Food costs, constituting 20.4% of the buyer price indicator (CPI), recorded a rise of 1.3% in March 2025. Residential and media, the most important expenditure group at 29.4% CPI, continues to be increasing, together with transport and healthcare, contributing to household expenses. Increases the erosion of buying power despite the nominal increase in wages.
Inflation burden disproportionately affects households with lower income, with CPI increases by 2.7% for the bottom group of 20% of income, in comparison with 2.1% for the richest. This is resulting from the indisputable fact that households with lower income spend more on needs, comparable to food and media, which have recorded sharp price increases, deepening unevenness.
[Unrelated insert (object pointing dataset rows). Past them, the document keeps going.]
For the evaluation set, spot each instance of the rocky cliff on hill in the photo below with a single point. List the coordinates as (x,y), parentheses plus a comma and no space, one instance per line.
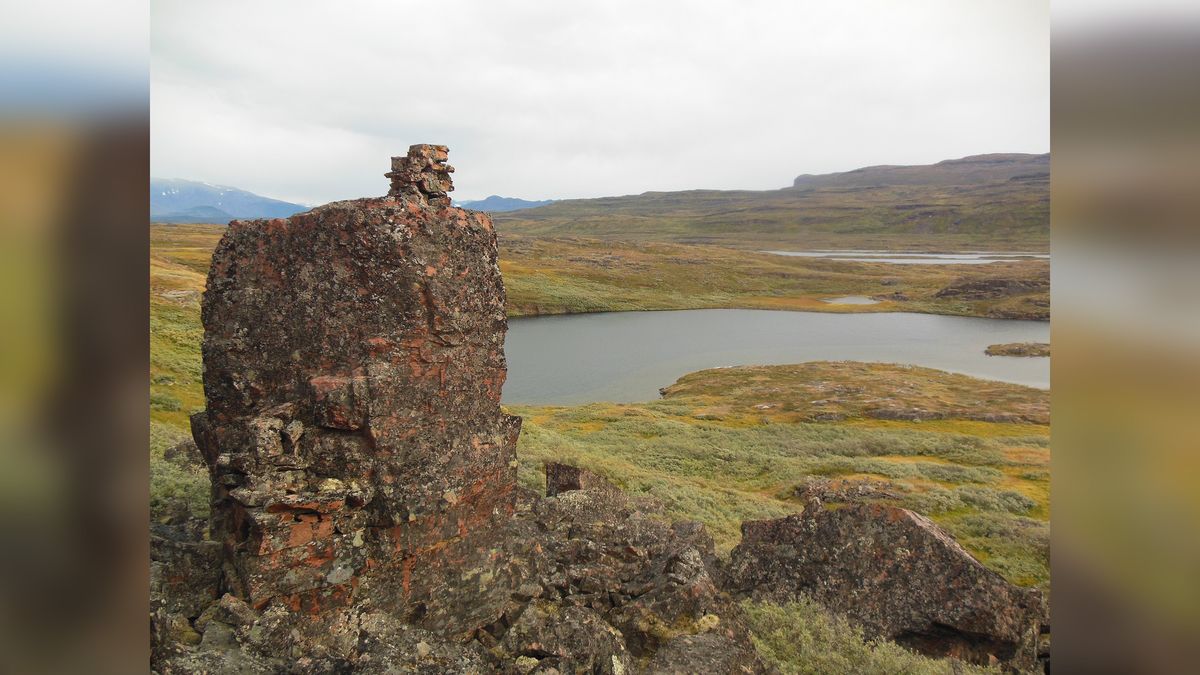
(365,509)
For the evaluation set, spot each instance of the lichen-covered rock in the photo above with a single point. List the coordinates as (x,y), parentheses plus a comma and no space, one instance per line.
(897,574)
(365,511)
(564,477)
(571,639)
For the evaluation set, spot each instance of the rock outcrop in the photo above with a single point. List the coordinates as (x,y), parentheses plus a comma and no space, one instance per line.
(353,363)
(895,573)
(365,511)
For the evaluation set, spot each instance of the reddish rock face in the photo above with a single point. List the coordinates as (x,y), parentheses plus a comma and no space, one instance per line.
(895,573)
(353,363)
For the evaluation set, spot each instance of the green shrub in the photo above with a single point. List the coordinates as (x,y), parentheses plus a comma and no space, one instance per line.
(804,638)
(165,401)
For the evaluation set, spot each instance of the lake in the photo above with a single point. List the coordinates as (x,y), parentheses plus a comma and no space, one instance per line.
(903,258)
(628,356)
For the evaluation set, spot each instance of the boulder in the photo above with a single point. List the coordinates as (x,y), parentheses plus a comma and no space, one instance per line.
(353,364)
(895,573)
(564,477)
(365,509)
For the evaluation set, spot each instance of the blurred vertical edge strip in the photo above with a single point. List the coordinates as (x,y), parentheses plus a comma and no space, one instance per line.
(1126,371)
(73,344)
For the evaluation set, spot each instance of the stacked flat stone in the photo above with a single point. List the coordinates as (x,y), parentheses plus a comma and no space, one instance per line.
(423,175)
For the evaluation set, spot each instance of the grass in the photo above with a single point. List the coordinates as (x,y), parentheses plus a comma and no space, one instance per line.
(712,454)
(1019,350)
(727,444)
(1000,215)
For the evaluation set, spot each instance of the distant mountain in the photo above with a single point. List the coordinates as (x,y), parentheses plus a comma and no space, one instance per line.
(976,169)
(189,201)
(497,203)
(999,202)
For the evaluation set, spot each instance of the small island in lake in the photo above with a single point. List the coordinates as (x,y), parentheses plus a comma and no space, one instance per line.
(1019,350)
Accessibility for apartments stays a serious challenge, and the market prices and the prices of personal real estate should not out of reach. Even the subsidized Housing Development Commission (HDB) have high monthly rents, on average from 3000 to 4500 USD for apartments with three bedrooms, limiting the buildup of wealth and social mobility for generations of younger and lower income.
The combination of a modest wage growth and high maintenance costs creates “squeezing”, especially for medium and lower profit families. The recent Yougov study showed that 72% of Singapore considers the prices of living, in addition to price affordability and healthcare, also suggesting the growing dissatisfaction with government policy regarding price affordability.
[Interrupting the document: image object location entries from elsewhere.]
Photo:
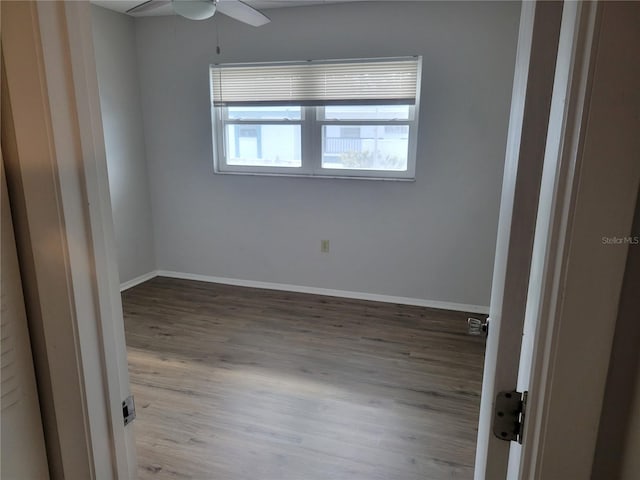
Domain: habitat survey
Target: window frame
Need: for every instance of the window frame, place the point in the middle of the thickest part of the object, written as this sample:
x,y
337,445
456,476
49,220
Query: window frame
x,y
312,123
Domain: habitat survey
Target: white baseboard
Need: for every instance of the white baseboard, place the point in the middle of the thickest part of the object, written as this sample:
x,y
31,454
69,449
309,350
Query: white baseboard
x,y
138,280
460,307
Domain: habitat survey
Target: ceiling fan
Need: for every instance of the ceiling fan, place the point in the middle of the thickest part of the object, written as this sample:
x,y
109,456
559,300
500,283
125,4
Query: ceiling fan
x,y
202,9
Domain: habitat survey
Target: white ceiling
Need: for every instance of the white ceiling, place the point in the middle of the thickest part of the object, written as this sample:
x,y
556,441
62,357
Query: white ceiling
x,y
124,5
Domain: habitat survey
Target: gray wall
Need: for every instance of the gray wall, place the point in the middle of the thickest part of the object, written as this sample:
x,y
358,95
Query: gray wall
x,y
433,239
114,40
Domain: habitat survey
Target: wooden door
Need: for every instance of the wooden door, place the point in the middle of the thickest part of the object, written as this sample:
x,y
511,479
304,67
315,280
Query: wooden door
x,y
528,123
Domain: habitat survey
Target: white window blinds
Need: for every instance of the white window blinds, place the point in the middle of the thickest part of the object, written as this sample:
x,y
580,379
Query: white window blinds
x,y
316,83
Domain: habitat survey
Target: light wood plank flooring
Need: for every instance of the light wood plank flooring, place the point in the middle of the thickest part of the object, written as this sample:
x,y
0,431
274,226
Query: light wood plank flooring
x,y
235,383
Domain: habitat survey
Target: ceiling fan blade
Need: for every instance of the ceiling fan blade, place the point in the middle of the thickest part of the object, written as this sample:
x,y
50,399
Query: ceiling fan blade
x,y
148,5
242,12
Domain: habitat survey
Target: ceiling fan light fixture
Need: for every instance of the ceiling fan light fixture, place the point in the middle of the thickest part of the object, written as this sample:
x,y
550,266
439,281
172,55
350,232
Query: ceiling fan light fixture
x,y
194,9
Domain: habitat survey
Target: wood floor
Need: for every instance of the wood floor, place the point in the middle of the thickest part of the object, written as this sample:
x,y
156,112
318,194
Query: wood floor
x,y
235,383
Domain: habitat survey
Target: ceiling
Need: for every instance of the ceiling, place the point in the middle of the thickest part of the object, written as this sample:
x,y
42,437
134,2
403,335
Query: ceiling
x,y
123,5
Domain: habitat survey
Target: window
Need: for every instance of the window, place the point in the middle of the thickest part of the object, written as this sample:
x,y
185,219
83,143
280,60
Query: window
x,y
349,118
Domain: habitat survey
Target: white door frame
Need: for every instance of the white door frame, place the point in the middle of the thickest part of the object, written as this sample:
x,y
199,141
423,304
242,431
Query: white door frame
x,y
526,139
589,190
58,180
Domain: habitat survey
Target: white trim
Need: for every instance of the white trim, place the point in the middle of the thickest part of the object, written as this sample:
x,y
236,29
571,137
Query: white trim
x,y
138,280
374,297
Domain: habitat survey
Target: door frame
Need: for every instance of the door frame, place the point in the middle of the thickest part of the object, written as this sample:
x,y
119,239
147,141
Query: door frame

Political efforts, public anxiety and unsure future
The Singapore government has implemented several politicians to cut back unevenness, comparable to the progressive wage (PWM) and income complement (WIS), which help increase wages and retirement savings for lower groups. These efforts brought success, but there are challenges, including the limited PWM coverage and the potential of foreign work preferences.
Despite government transfers, critics say that policies comparable to PWM and WIDS don’t concern the unique causes of unevenness and may only bring temporary relief. There is a debate on whether the universal minimum wage can be simpler, and opposition parties strive for such reforms.
Public sentiments change, with greater awareness of unevenness and pressure on life, which ends up in a re -assessment of the Singapore meritocratic model. This prompted the discussion concerning the “meritocracy plus support”, which incorporates wider social support and integration.
The increase in artificial intelligence and automation is a brand new risk, especially for workers and migrants with low salaries, potentially tightening existing unevenness. Without targeted rules regarding the network of accelerating and social security, these technological changes may expand socio-economic divisions and undermine progress.